Regardless of your score, there are always ways to initiate or enhance family conversations. Consider the recommendations below based on your results.

0-7 | High Risk

Mitigating the risk in your family is all about starting the conversation. Talk about the resources in the family and the interests and goals of all family members. Capture your family purpose and values in a family charter, along with some basic protocols that guide how you plan to come together as a family. When you are starting out in this way, it’s a lot to take on by yourself: the roles of leading the conversation and contributing to the conversation require a different focus. Get help to create an open, flowing dialogue that brings your whole family along with you.

8-15 | Medium Risk

You are well on your way and have established some important structures to safeguard the future of your family. To continue developing, have the tough conversations that tackle potential conflict, embed your family story and grow entrepreneurial and philanthropic endeavours. Ensure that everyone has a clear understanding of their role and a chance to contribute to the family strategy.

16-20 | Low Risk

Congratulations. You have initiated many of the activities that will set your family up for success. Focus on fine-tuning your family system and encouraging independent entrepreneurial ventures. Assess the extent to which your family demonstrates stewardship by giving members of future generations the chance to lead and fail.




Last Will and Testament

If you have a Will, your family is still not immune to conflict, and the outcome that transpires with your estate may actually be the opposite of your wishes.

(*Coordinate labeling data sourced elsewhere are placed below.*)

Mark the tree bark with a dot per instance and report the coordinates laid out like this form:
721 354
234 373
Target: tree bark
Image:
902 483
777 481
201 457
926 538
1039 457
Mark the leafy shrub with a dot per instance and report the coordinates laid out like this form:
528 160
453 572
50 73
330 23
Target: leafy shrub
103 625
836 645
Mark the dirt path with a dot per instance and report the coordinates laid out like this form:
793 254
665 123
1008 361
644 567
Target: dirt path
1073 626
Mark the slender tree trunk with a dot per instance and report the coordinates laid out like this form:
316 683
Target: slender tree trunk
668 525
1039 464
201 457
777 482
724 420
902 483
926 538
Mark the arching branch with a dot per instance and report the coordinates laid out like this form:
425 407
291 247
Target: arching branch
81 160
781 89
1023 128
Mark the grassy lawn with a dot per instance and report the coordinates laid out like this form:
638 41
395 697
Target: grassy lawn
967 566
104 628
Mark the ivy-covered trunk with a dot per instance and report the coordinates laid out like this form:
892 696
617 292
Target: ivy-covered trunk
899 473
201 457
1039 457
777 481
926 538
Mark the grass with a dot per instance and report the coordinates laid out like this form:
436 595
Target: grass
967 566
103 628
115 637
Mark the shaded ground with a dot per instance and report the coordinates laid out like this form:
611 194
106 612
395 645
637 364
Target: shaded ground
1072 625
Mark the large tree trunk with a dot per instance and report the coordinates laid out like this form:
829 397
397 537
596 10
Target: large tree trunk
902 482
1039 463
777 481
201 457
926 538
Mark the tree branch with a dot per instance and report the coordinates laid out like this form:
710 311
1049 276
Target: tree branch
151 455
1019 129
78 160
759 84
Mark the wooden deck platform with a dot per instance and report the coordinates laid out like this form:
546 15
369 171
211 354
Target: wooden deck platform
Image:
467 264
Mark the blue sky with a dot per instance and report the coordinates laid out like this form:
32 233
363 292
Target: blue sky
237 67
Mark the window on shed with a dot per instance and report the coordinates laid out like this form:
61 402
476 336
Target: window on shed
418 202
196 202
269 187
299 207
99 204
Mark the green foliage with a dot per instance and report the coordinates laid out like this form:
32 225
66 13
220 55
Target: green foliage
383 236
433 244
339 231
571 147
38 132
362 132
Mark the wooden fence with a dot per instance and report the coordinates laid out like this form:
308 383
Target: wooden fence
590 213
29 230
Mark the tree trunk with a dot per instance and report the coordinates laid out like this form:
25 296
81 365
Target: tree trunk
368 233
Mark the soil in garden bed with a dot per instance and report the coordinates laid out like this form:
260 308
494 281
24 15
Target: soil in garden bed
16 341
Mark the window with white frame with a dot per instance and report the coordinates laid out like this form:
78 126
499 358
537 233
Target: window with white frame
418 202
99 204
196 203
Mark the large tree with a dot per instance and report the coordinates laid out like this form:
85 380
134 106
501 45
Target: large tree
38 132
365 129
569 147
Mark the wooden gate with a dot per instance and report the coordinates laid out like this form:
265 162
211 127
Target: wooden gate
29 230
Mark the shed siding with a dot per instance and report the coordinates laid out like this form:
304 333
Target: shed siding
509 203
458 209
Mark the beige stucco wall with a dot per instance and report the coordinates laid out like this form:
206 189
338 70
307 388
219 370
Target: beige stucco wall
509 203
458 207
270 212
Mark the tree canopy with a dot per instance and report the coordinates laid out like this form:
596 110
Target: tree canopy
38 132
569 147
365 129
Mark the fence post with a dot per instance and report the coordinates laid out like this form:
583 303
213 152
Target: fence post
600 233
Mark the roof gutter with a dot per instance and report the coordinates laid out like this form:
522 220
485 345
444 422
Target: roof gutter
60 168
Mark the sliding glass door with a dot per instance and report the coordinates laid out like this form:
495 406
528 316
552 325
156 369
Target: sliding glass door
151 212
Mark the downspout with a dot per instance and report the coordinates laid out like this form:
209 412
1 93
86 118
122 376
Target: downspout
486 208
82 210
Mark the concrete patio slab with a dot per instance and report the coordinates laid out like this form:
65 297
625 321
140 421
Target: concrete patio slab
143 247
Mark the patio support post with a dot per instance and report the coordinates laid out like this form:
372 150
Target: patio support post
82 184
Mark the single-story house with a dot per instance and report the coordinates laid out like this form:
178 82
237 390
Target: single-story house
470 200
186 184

The 62% rise in the number of contested Wills in Australia over the last 10 years prompted us to investigate the implications for parents looking to leave their resources to future generations. Disturbingly, not only is the number of cases increasing, the success rate is 75%.[1]

There are many legal complexities here. Australia’s inheritance laws differ widely from state to state, which in itself creates confusion, especially if someone dies in one state with assets or family residing in another. Different family provision laws create different trends by state:

  • 52% increase in NSW (‘05 to ‘15)
  • 73% increase in VIC (‘05 to ‘15)
  • the most rapidly growing form of litigation in WA

At first glance, this is an alarming data set that validates many of the risks we see first-hand, namely, that wealth has the potential to become a burden and cause conflict amongst family members.

It probably doesn’t take long to identify where the potential conflict exists within your own family. Certain relationships, at various times, are always going to be strained. Unsurprisingly, the distribution of family resources after death is one of those times. It places significant pressure on any small cracks in the family system. This intensifies where significant wealth is involved, and where beneficiaries have not had the opportunity to practise working together.

The cause for this unrest comes down to the fact that it is not simply a financial or legal exercise (although it is often set up as one). The transition of resources between generations can cause emotional challenges, from a slight shift in family dynamics to very public realignments of relationships and hierarchies. This of course plays out while the family comes to terms with the loss of a family member.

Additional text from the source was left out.